Here is a report on recent news and commentary related to the Federal Circuit and its cases. Today’s report highlights:
- a podcast episode discussing the ongoing investigation into Judge Newman’s fitness to serve as a judge;
- a blog post about the effects a recent Federal Circuit precedential opinion has on interference proceedings for post-America Invents Act patents; and
- an article about “evolving standards for stipulations to avoid discretionary denial” in inter partes review proceedings before the Patent Trial and Appeal Board.
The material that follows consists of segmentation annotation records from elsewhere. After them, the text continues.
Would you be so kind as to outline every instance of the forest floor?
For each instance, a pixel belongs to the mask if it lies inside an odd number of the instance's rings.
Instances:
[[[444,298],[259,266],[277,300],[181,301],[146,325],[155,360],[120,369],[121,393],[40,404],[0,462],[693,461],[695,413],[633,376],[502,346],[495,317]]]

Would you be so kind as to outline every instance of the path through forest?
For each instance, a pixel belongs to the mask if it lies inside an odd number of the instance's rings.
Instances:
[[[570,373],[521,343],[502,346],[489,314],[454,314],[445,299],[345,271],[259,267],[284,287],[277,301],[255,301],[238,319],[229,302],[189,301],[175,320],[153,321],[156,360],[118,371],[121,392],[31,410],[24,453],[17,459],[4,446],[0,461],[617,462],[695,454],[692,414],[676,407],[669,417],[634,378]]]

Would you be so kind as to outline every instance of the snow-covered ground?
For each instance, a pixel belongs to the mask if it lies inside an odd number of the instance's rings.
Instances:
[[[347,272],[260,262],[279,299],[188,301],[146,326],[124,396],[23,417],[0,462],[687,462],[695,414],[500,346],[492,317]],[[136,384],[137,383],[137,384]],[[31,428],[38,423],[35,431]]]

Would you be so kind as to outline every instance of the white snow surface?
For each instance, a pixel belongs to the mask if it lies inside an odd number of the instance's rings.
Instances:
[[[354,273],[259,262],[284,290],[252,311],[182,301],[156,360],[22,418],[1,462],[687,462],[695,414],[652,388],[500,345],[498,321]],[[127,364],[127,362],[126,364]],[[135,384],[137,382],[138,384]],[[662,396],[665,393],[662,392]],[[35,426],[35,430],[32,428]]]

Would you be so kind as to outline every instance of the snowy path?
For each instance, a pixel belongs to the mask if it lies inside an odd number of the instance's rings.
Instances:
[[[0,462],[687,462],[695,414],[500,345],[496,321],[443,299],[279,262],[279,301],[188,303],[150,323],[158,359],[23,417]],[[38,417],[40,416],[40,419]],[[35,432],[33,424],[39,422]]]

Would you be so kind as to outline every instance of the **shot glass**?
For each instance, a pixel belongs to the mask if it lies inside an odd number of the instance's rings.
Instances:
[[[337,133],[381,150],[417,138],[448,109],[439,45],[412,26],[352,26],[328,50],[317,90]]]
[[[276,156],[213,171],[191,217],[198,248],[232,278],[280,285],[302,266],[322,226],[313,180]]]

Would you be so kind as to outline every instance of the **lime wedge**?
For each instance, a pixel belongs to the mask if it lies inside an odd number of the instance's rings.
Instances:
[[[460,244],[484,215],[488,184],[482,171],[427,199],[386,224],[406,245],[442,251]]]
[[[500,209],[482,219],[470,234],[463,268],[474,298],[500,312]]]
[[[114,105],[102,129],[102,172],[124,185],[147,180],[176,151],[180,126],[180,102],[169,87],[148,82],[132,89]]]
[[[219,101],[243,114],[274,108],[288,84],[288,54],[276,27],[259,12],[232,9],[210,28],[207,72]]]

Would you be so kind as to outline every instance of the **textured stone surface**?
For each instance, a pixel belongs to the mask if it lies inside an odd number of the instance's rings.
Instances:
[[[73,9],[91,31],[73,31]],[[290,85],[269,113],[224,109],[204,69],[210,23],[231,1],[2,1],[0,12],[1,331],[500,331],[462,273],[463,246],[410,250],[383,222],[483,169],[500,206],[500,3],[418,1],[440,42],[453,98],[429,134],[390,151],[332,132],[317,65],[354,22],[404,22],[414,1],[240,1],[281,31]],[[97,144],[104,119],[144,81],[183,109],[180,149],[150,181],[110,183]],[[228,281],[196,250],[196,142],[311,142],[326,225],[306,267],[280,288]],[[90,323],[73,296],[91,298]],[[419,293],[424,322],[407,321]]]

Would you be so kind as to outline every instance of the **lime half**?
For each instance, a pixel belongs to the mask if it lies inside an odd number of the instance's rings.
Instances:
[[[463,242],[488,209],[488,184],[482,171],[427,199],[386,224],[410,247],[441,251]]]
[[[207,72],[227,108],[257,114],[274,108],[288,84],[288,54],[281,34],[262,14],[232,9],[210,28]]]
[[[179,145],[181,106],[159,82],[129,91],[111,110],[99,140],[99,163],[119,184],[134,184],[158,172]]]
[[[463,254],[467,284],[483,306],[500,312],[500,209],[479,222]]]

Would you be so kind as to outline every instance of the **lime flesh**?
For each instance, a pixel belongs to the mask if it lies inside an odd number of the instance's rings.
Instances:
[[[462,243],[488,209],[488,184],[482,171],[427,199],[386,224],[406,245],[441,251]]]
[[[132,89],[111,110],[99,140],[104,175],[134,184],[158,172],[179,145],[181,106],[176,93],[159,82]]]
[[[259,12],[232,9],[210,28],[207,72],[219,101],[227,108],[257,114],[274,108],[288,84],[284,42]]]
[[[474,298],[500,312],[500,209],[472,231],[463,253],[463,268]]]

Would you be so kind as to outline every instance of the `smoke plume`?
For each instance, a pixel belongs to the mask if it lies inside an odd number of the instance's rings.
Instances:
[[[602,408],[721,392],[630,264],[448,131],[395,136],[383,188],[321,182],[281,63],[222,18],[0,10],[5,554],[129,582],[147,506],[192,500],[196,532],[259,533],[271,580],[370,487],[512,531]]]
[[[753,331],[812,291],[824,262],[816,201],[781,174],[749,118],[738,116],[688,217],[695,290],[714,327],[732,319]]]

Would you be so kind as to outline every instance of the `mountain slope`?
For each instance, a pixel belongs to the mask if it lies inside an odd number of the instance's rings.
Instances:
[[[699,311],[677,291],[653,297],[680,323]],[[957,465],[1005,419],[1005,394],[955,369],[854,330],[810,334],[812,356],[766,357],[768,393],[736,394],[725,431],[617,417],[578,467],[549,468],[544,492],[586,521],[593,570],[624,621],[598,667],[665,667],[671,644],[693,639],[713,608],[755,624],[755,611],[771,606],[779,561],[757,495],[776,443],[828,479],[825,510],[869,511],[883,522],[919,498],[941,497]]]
David Schultz posted a podcast episode for Bloomberg Law discussing the ongoing investigation into Judge Newman’s fitness to serve as a judge. In the episode, Schultz points out how “we hear from Newman herself about why she doesn’t want to retire, why she thinks her fellow judges are going after her, and about what she can still contribute to the federal justice system.”
Steve Brachmann wrote a blog post for IPWatchdog about the effects the Federal Circuit’s recent precedential opinion in SNIPR Technologies Limited v. Rockefeller University has on interference proceedings for post-AIA patents. He notes how “the Federal Circuit found that” the Patent Trial and Appeal Board “erroneously subjected SNIPR’s patents to interference proceedings that Congress meant to eliminate when it enacted the America Invents Act (AIA) of 2011.” He also highlights how “[l]egislative history cited by” the Federal Circuit “established Congress’ view that interference proceedings were lengthy, expensive and unnecessary under a first-inventor-to-file system.”
David McCombs, Eugene Goryunov, and Jonathan Bowser authored an article for Reuters about “evolving standards for stipulations to avoid discretionary denial” in inter partes review proceedings before the Patent Trial and Appeal Board. They point out how the “Supreme Court and the . . . Federal Circuit have afforded the PTAB broad discretion to deny institution of a petition for reasons other than the merits.” For example, they note how, “in recent years, the PTAB has used its discretion to deny institution of a petition when a district court may decide validity issues before the PTAB would.” The article then proceeds to discuss strategies for petitioners to avoid “discretionary denials.”